3.2. Wavelet transform
The localised nature of time series analysis by wavelets makes them ideal for the data in s16834r00/r01. We should point out that wavelet transforms suffer from edge effects at both ends of the time series. The region in which these effects are important are defined by the `cone of influence' (COI). The COI is an approximate measure that indicates the locations at which the results become unreliable due to these edge effects. We use the definition of COI given by Torrence & Compo (1998) but see also Meyers et al. (1993) for an alternate discussion.

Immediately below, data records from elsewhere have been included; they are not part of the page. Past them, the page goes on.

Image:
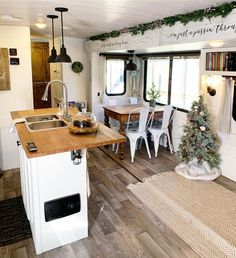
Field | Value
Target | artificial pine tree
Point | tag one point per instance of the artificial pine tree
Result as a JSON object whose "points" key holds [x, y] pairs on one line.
{"points": [[199, 147]]}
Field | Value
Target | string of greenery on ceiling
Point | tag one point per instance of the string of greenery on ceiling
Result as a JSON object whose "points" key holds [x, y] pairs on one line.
{"points": [[198, 15]]}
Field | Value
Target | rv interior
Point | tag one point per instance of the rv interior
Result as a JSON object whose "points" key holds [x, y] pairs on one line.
{"points": [[123, 142]]}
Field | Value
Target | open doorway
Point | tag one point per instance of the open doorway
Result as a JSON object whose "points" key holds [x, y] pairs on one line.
{"points": [[40, 73]]}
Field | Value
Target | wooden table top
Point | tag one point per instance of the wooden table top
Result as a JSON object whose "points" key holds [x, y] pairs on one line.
{"points": [[125, 109], [60, 139]]}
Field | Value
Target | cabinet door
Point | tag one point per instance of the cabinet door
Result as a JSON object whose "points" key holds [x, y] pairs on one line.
{"points": [[24, 175]]}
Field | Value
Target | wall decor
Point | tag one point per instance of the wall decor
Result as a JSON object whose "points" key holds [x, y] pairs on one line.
{"points": [[14, 61], [77, 67], [12, 51], [198, 15], [4, 70]]}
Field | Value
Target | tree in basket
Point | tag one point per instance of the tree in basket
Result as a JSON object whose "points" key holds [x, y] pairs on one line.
{"points": [[199, 147], [153, 93]]}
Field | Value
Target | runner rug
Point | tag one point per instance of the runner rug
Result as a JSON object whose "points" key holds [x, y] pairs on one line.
{"points": [[203, 214], [14, 225]]}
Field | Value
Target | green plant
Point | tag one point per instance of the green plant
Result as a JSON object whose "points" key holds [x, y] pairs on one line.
{"points": [[153, 93], [198, 140]]}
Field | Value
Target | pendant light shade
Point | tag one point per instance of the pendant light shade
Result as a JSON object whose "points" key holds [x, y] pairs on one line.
{"points": [[52, 57], [131, 66], [62, 57]]}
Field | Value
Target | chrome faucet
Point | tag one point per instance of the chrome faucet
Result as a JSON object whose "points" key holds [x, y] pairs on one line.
{"points": [[66, 114]]}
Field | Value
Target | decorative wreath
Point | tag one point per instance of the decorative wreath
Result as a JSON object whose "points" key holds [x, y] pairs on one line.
{"points": [[77, 67]]}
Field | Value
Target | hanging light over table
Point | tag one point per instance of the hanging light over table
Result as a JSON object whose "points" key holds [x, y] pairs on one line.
{"points": [[131, 66], [52, 57], [63, 57]]}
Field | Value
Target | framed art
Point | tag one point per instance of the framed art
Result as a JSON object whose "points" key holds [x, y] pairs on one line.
{"points": [[4, 70]]}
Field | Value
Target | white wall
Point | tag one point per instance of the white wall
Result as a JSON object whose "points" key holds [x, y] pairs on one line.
{"points": [[228, 141], [77, 83], [20, 95]]}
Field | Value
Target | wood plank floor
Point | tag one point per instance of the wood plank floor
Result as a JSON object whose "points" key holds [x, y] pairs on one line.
{"points": [[119, 224]]}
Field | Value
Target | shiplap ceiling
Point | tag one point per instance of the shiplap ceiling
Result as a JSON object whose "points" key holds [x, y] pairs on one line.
{"points": [[86, 18]]}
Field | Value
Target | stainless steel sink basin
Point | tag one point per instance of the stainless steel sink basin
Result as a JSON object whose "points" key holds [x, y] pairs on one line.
{"points": [[41, 118], [46, 125]]}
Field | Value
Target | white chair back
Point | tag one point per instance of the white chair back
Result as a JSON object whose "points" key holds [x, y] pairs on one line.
{"points": [[135, 100], [143, 118], [166, 116], [112, 102]]}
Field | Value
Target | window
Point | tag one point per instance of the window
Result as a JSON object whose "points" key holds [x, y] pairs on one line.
{"points": [[115, 77], [176, 77]]}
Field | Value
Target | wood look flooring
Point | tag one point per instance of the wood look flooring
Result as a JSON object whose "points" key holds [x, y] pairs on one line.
{"points": [[119, 224]]}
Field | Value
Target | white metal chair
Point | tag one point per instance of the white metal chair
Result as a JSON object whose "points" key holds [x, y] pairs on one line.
{"points": [[134, 134], [114, 124], [159, 129], [135, 100]]}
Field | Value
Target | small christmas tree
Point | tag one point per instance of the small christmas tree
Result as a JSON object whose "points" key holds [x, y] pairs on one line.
{"points": [[199, 147]]}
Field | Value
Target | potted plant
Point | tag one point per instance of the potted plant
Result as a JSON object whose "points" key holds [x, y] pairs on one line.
{"points": [[153, 93]]}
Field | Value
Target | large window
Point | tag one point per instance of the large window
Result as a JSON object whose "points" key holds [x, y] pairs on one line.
{"points": [[115, 77], [176, 77]]}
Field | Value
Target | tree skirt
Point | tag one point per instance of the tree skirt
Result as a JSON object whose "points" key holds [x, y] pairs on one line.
{"points": [[194, 171]]}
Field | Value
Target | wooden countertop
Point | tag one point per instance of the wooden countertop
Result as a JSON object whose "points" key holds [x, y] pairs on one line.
{"points": [[60, 139]]}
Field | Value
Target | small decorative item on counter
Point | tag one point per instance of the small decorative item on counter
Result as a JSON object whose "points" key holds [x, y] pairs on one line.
{"points": [[77, 67], [83, 122]]}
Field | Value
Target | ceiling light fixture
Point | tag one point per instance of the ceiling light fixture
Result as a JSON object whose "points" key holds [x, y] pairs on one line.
{"points": [[63, 57], [131, 66], [52, 57], [9, 17], [40, 25]]}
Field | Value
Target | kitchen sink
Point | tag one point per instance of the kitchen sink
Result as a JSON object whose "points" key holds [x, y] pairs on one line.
{"points": [[46, 125], [41, 118]]}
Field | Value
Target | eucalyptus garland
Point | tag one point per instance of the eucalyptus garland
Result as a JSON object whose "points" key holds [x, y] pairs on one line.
{"points": [[198, 15]]}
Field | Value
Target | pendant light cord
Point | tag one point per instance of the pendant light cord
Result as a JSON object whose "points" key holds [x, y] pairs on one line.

In Figs. 12 & 13 we present the wavelet analysis for the intensity and the velocity respectively, corresponding to the second time series s16834r01. The COI is marked as cross-hatched and any power over the 99.9% significance level is marked by continuous black line contours. On the right of these figures is plotted the global wavelet spectrum, which is just the average of the wavelet power spectrum over time. The dotted line in the global wavelet spectrum is again the 99.9% significance level. Torrence & Compo (1998) have pointed out that as the Fourier spectrum is smoothed, it approaches more and more closely the global wavelet spectrum. For the sake of comparison we present the results for the same 9th pixel as done previously for the Fourier analysis (see Fig. 10). The time frequency phase plot of the light-curve does indicate strong localised power between 0.7 mHz and 0.8 mHz during the major part of the time sequence. In comparison the velocity power is significant around 0.6 and 1 mHz. Note that the power is not significant during the last 20 minutes of the observing sequence, in either the intensity or the velocity.